• Seller refers to the party to whom the order for purchase has been given.
• Client refers to the person or organization placing the order.
• Goods or services refers to the product for which the seller has placed an order with the client.
• Both parties shall maintain strict confidence and shall not disclose to any third party any information or material relating to the other or the other’s business which comes into that party’s possession and shall not use such information and material. This provision shall not, however, apply to information or material which is or becomes public knowledge other than by breach by a party of this clause.
• Limited Warranty is extended to the original purchaser only and is NOT transferable.

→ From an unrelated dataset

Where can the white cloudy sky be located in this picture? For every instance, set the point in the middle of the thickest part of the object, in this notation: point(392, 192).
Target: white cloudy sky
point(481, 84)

• Klover Product Inc. Limited Warranty Policy warrants all products to be free from defects in materials and workmanship for one year from the date of purchase unless otherwise stated. (Custom built or factory modified products are covered by 60 day limited warranty.) Within this period, Klover Product Inc., at its sole discretion, will repair or replace the defective unit, which failed from established normal use. Should repairs or replacement be required, they will be made at free of charge to the original purchaser for parts or labor; however, the customer shall be responsible for any and all shipping costs to the manufacturer. This warranty does not cover failures due to abuse, misuse, accident, improper installation or unauthorized alterations or repairs.
• A return authorization from Klover Product Inc. is required prior to returning product for warranty service. Please contact Klover Product Inc. via email, phone, fax, or mail prior to returning any product for warranty service for return instructions and warranty center address.
Limitation of Liability
• The Company shall not be liable for any claim arising out of the performance, non-performance, delay in delivery of or defect in the Goods nor for any special, indirect, economic or consequential loss or damage howsoever arising or howsoever caused (including loss of profit or loss of revenue) whether from negligence or otherwise in connection with the supply, functioning or use of the Goods. Any liability of the Company shall in any event be limited to the license fees paid by the Client in the year in which the event of default arises.
• Nothing herein shall limit either party’s liability for death or personal injury arising from the proven negligence by itself or its employees or agents.
• The Client shall fully indemnify the Company against any liability to third parties arising out of the Client’s use of the Goods.
• All invoices of the Seller shall be paid by the Client within thirty (30) days of the date of invoice unless otherwise agreed in writing by the Seller. In the event of late payment, the Seller may charge interest on the amount outstanding before and after judgment. Alternatively, for invoices unpaid 30 days after the due date, the Seller may impose a surcharge equal to 2.5% of the outstanding amount.
• If any amount of the invoice is disputed by the Client, the Client shall inform the Seller of the grounds for such dispute within seven days of delivery of the goods and shall pay to the Seller the value of the invoice less the disputed amount in accordance with these payment terms.
• Where the Seller requires payment of a deposit, the Client acknowledges that the deposit is not returnable.
• All fees are exclusive of value added taxes which will be added to invoices where appropriate.
• The Seller reserves the right to increase a quoted fee in the event that the client requests a variation to the work agreed.
• Delivery by the Seller will be deemed to have taken place when the materials are transferred to the shipping carrier.
• In view of the nature of the service, any order – once confirmed by the Company – is not cancellable. Cancellation of the Order by the Client will only be accepted on condition that any costs, charges and expenses already incurred, including any charges that will be levied by the list-owner on account of his expenses, work or cancellation conditions will be reimbursed to the Company forthwith.
• All written notices to be served on or given to the client shall be sent or delivered to the client’s principle place of business and shall be treated as having been given upon receipt.
Governing Law: Consent to Jurisdiction
• This agreement shall be deemed to have been made under, and shall be construed and interpreted in accordance with, the laws of the State of Wisconsin, USA, without regard to otherwise applicable Wisconsin choice of law rules or principles. Buyer hereby submits to the jurisdiction of the state and federal courts in the State of Wisconsin as an authorized agent to accept service on behalf of Buyer of any process in the State of Wisconsin in connection with this Agreement.